U2 To Sell Off Stages
Three of their \"claws\" will be sold as permanent venues
Billboard reports that after the record-setting two-year-plus 360 trek, U2's management plans to sell off three of the full, four-legged, 29,000-square-foot steel structures as venues unto themselves.
"It's certainly our intention to see these things recycled into permanent and usable ventures," U2 tour director Craig Evans told Billboard.biz earlier this month. "It represents too great an engineering feat to just use for the tour and put away in a warehouse somewhere."
Evans added that the U2 camp is "now in discussions to send them into different places around the world and have them installed as permanent venues. Some major events have shown interest in these, from four different continents - and we haven't even really put the word out yet."
Evans declined to mention specific potential buyers for the structures but said that most of the ideas are "for turning them into full interior pavilions and amphitheaters. They're something you can put up on a waterfront and become an instant skyline icon.
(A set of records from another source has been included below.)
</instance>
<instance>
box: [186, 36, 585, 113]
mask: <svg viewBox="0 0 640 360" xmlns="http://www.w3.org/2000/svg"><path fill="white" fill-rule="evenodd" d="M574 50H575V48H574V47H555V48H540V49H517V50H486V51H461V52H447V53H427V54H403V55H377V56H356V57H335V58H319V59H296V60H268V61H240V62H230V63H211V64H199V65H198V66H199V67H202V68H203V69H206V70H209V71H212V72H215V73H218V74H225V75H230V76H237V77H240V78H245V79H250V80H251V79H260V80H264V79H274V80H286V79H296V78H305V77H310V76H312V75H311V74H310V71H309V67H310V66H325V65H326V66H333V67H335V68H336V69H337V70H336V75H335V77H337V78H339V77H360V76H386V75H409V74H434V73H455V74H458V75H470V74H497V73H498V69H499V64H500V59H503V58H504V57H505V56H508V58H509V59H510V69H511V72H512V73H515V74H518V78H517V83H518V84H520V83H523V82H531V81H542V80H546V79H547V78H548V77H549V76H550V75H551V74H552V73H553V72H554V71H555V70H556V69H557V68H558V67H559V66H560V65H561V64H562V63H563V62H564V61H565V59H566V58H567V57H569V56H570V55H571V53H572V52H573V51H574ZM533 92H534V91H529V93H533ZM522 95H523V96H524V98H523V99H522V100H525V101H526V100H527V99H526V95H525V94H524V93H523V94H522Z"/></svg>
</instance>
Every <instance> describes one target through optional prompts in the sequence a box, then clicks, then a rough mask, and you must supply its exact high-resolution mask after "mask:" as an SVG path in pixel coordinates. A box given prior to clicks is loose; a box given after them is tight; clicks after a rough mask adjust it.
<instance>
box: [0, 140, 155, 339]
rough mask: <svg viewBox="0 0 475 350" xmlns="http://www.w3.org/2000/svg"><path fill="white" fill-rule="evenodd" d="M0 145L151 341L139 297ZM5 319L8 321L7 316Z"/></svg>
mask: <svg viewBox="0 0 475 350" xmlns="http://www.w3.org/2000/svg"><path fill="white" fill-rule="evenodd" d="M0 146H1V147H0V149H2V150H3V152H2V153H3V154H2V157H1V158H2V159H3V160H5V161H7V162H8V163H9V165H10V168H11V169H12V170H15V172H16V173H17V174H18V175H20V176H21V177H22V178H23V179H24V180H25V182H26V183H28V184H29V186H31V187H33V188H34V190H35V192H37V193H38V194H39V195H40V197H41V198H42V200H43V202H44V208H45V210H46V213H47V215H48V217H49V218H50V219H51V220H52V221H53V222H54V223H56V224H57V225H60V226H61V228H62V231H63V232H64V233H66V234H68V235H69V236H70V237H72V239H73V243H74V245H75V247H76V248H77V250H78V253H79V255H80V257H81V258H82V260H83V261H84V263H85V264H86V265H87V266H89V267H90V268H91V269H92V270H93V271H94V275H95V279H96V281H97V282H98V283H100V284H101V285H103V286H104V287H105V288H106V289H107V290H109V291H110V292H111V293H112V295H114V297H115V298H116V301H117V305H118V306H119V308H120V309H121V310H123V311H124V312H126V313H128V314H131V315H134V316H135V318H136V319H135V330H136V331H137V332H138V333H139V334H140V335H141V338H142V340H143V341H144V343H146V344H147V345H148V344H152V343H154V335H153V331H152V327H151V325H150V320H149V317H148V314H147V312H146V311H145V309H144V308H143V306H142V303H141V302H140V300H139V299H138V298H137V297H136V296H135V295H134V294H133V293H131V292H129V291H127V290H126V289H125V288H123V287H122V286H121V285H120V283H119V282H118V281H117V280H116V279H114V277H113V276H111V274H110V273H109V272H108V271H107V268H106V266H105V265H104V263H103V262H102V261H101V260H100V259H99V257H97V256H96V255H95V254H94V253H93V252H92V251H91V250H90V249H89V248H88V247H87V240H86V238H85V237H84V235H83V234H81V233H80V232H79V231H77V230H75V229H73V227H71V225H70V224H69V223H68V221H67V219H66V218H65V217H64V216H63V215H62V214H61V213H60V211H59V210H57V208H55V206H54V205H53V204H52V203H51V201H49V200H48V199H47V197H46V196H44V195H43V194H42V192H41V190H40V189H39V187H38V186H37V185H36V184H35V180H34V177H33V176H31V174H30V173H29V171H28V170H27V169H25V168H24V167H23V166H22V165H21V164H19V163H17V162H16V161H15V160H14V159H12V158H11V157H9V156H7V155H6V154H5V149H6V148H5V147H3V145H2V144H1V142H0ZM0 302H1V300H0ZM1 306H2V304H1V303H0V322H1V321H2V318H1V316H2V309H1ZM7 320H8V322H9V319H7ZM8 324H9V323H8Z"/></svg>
We know that the inquiries will keep coming in."
And, Evans added, it hardly hurts that the 360 Tour is the biggest in history, on track to play to some seven million fans and gross $700 million by the time it finishes.
"Having been part of the biggest tour of all time, they're pretty well tried and tested," he said. "They can carry weights no other structure can consider, and since they're already developed and designed you can probably complete a venue in a one-month period instead of a two-year build period."